CD154 and LFA-1 (CD11a) represent conceptually distinct pathways of receptor/ligand interactions (costimulation and adhesion/homing, respectively) that have been effectively targeted to induce long-term allograft acceptance and tolerance. In the current study, we determined the relative efficacy and nature of tolerance induced by mAbs specific for these pathways. In vitro analysis indicated that simultaneous targeting of CD154 and LFA-1 resulted in profound inhibition of alloreactivity, suggesting that combined anti-CD154/anti-LFA-1 therapy could be highly effective in vivo. Thus, we evaluated combining mAb therapies targeting CD154 and LFA-1 for inducing transplantation tolerance to pancreatic islet allografts. Monotherapy with either anti-CD154 or anti-LFA-1 was partially effective for inducing long-term allograft survival, whereas the combination resulted in uniform allograft acceptance in high-responder C57BL/6 recipients. This combined therapy was not lymphocyte depleting and did not require the long-term deletion of donor-reactive T lymphocytes to maintain allograft survival. Importantly, combined anti-CD154/anti-LFA therapy uniquely resulted in "dominant" transplantation tolerance. Therefore, simultaneous perturbation of CD154 and LFA-1 molecules can result in profound tolerance induction not accomplished through individual monotherapy approaches. Furthermore, results show that such regulatory tolerance can coexist with the presence of robust anti-donor reactivity, suggesting that active tolerance does not require a corresponding deletion of donor-reactive T cells. Interestingly, although the induction of this regulatory state was highly CD4 dependent, the adoptive transfer of tolerance was less CD4 dependent in vivo.

Interferon-gamma is not a universal requirement for islet allograft survival.

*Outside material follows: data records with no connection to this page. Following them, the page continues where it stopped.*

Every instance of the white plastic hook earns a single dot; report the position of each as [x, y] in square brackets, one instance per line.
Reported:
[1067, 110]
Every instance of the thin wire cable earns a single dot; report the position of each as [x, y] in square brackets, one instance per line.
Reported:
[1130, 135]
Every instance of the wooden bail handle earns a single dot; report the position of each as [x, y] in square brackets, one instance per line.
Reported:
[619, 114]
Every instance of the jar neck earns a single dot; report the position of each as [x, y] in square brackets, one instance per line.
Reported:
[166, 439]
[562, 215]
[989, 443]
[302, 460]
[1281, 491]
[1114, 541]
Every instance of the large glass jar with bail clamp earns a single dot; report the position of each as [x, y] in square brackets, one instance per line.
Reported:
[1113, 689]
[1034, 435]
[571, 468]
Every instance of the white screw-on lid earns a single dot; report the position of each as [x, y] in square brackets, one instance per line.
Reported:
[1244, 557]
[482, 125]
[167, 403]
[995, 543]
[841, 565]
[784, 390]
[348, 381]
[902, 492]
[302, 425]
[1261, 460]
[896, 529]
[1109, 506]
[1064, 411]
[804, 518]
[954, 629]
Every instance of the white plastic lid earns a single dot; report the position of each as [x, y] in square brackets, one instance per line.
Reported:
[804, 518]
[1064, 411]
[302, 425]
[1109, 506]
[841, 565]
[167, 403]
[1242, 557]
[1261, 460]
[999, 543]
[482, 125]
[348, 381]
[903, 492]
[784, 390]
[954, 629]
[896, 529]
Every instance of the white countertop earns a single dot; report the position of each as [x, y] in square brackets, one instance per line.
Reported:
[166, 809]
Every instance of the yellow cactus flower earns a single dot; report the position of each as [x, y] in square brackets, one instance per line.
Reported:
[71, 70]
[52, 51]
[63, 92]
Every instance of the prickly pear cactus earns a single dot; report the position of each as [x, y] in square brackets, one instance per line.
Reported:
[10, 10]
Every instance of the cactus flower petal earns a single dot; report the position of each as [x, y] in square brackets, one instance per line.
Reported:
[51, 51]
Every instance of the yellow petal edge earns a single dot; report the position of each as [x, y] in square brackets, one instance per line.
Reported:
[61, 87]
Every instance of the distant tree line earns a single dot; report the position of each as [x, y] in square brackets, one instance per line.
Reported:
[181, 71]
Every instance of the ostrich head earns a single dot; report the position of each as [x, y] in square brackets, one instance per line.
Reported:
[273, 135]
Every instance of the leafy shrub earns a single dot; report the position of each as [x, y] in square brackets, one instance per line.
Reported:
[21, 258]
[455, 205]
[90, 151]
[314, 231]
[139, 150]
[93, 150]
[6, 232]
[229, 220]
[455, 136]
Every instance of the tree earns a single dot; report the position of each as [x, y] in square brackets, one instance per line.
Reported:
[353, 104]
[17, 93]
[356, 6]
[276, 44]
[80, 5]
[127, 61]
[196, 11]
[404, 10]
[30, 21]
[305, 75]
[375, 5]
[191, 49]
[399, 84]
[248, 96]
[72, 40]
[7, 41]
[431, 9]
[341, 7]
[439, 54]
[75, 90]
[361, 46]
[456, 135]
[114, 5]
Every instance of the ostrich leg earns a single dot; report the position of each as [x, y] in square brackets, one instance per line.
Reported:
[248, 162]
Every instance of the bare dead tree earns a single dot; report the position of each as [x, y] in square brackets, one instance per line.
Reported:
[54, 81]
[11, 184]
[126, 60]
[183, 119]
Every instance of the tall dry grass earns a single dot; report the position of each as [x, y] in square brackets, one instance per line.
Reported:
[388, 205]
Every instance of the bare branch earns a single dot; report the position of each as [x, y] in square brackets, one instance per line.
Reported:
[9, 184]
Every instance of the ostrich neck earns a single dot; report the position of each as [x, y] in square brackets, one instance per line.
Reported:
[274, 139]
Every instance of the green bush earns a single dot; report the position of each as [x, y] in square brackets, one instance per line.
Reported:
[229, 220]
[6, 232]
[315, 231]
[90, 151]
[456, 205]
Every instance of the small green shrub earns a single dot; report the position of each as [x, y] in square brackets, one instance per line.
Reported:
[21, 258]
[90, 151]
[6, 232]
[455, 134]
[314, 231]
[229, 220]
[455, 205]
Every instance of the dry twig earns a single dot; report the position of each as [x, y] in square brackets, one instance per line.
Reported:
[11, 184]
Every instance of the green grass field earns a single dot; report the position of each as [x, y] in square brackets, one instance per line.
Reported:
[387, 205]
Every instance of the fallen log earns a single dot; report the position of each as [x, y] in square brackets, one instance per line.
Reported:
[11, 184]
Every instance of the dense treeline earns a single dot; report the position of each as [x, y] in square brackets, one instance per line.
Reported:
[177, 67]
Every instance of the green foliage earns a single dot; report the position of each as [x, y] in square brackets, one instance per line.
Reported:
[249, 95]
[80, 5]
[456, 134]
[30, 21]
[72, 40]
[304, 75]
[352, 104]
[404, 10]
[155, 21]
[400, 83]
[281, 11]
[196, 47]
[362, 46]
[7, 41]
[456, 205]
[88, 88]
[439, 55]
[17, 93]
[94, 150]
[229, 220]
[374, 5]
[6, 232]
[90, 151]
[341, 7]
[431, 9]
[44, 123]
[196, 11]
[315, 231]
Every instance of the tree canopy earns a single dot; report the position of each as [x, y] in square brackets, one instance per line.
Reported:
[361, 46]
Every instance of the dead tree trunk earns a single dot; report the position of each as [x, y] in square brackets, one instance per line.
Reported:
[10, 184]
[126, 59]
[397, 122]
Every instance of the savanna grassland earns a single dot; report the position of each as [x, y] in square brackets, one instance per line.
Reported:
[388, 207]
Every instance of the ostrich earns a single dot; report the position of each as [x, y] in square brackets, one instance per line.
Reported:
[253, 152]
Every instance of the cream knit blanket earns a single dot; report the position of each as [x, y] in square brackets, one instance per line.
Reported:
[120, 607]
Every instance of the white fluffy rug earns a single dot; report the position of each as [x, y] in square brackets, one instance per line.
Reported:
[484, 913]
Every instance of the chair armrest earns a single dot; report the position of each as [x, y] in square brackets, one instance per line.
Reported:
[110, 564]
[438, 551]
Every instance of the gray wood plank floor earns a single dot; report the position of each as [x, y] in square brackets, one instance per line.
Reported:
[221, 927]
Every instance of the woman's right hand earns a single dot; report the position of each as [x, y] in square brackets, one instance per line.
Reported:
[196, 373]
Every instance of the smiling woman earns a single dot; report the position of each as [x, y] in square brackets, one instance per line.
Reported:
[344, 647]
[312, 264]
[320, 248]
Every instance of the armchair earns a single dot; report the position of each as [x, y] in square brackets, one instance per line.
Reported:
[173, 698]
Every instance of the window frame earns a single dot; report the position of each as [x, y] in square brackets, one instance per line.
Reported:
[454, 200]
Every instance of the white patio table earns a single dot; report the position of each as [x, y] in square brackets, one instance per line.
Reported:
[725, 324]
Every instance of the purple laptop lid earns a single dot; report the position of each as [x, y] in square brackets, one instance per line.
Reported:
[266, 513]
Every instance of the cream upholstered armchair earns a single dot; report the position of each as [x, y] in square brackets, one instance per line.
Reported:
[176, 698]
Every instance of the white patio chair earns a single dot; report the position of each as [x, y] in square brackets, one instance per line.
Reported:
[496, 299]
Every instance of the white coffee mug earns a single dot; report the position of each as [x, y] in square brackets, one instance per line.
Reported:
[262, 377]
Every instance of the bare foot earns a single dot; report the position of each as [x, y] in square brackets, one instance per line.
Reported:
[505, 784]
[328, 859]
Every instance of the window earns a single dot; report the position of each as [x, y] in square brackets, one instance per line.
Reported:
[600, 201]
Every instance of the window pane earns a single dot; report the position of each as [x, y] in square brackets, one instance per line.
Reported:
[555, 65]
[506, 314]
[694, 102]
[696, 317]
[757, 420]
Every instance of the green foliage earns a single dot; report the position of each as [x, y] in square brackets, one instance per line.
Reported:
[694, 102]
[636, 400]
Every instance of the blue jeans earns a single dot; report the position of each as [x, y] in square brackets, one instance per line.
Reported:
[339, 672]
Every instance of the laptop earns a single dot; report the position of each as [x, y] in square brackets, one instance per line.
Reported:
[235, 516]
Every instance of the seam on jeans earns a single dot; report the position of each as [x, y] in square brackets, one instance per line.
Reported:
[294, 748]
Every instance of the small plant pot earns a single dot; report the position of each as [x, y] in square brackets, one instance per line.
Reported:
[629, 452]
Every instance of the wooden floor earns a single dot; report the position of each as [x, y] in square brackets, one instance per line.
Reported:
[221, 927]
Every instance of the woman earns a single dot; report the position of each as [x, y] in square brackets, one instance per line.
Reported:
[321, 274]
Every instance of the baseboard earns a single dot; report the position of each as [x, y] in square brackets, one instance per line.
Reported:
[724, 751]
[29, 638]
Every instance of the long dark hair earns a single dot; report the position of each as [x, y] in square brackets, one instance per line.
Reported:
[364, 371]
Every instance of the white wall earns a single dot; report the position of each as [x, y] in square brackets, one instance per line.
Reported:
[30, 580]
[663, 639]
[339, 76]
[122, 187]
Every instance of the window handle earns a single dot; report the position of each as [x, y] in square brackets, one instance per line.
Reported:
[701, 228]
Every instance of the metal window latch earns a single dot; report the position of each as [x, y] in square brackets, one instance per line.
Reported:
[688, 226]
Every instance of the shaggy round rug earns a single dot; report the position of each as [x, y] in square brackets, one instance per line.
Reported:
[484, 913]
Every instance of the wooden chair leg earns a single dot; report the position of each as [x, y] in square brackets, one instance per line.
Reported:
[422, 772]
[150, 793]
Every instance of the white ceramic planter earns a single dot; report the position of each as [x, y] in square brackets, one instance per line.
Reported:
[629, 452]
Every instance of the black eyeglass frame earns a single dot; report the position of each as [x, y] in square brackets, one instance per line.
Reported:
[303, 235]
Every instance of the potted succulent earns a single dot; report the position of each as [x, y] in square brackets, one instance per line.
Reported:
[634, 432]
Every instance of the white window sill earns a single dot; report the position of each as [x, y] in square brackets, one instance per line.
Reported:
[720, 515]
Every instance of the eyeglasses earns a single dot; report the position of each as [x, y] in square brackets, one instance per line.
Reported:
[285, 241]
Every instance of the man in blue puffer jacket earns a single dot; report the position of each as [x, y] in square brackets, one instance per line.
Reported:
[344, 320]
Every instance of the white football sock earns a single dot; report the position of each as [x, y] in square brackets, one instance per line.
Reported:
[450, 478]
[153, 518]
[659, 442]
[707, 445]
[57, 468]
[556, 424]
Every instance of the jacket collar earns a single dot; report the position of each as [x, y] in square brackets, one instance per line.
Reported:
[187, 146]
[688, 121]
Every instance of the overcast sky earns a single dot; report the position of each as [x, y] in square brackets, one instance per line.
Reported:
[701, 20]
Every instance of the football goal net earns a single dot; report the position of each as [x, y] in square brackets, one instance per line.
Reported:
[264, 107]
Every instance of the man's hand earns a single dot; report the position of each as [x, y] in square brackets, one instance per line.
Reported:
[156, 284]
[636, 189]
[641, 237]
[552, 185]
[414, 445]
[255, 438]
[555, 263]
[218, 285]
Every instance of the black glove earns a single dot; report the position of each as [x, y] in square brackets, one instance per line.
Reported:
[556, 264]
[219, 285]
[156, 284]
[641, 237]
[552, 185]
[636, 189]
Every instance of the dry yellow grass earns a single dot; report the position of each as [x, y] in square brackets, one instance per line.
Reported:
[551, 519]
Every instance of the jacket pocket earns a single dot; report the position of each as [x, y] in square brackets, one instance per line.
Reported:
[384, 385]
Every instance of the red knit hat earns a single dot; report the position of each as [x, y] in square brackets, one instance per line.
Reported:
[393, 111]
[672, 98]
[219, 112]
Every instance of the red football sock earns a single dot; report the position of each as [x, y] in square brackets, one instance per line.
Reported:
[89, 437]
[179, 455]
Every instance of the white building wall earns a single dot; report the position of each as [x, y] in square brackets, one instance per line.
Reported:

BACKGROUND: Although many transplantation studies have implicated a graft-destructive role for T helper (Th)1 cytokines and a graft-protective role for Th2 cytokines, more recent studies have challenged this paradigm by showing that long-term allograft survival can actually require the presence of Th1 cytokines, such as interleukin 2 and interferon (IFN)-gamma. The purpose of this study was to examine the requirement for IFN-gamma in the induction of islet allograft acceptance after monoclonal antibody therapy targeting conceptually distinct molecular pathways: the costimulatory molecule CD154, the CD4 coreceptor, or the beta2 integrin lymphocyte function-associated antigen (LFA)-1 (CD11a). METHODS: Diabetic C57Bl/6 (B6; H2b) mice were grafted with fully MHC mismatched BALB/c (H2d) islets, or reciprocally, diabetic BALB/c mice underwent transplantation with B6 islets and were treated with anti-CD154, anti-CD4, or anti-LFA-1. RESULTS: When IFN-gamma gene knockout mice were used as graft recipients, the requirement for IFN-gamma in allograft survival was found to be highly conditional, depending on both the host strain and the induction therapy used. In both strain combinations studied, anti-CD154 was effective in the presence or absence of IFN-gamma, whereas anti-CD4 lost therapeutic potential in the absence of this cytokine. Alternatively, the requirement for IFN-gamma for allograft prolongation by anti-LFA-1 therapy was noted only in B6 transplant recipients. CONCLUSIONS: IFN-gamma is not always requisite in islet allograft survival but rather varies according to the molecular target of induction therapy and the genetic background of the transplant recipient.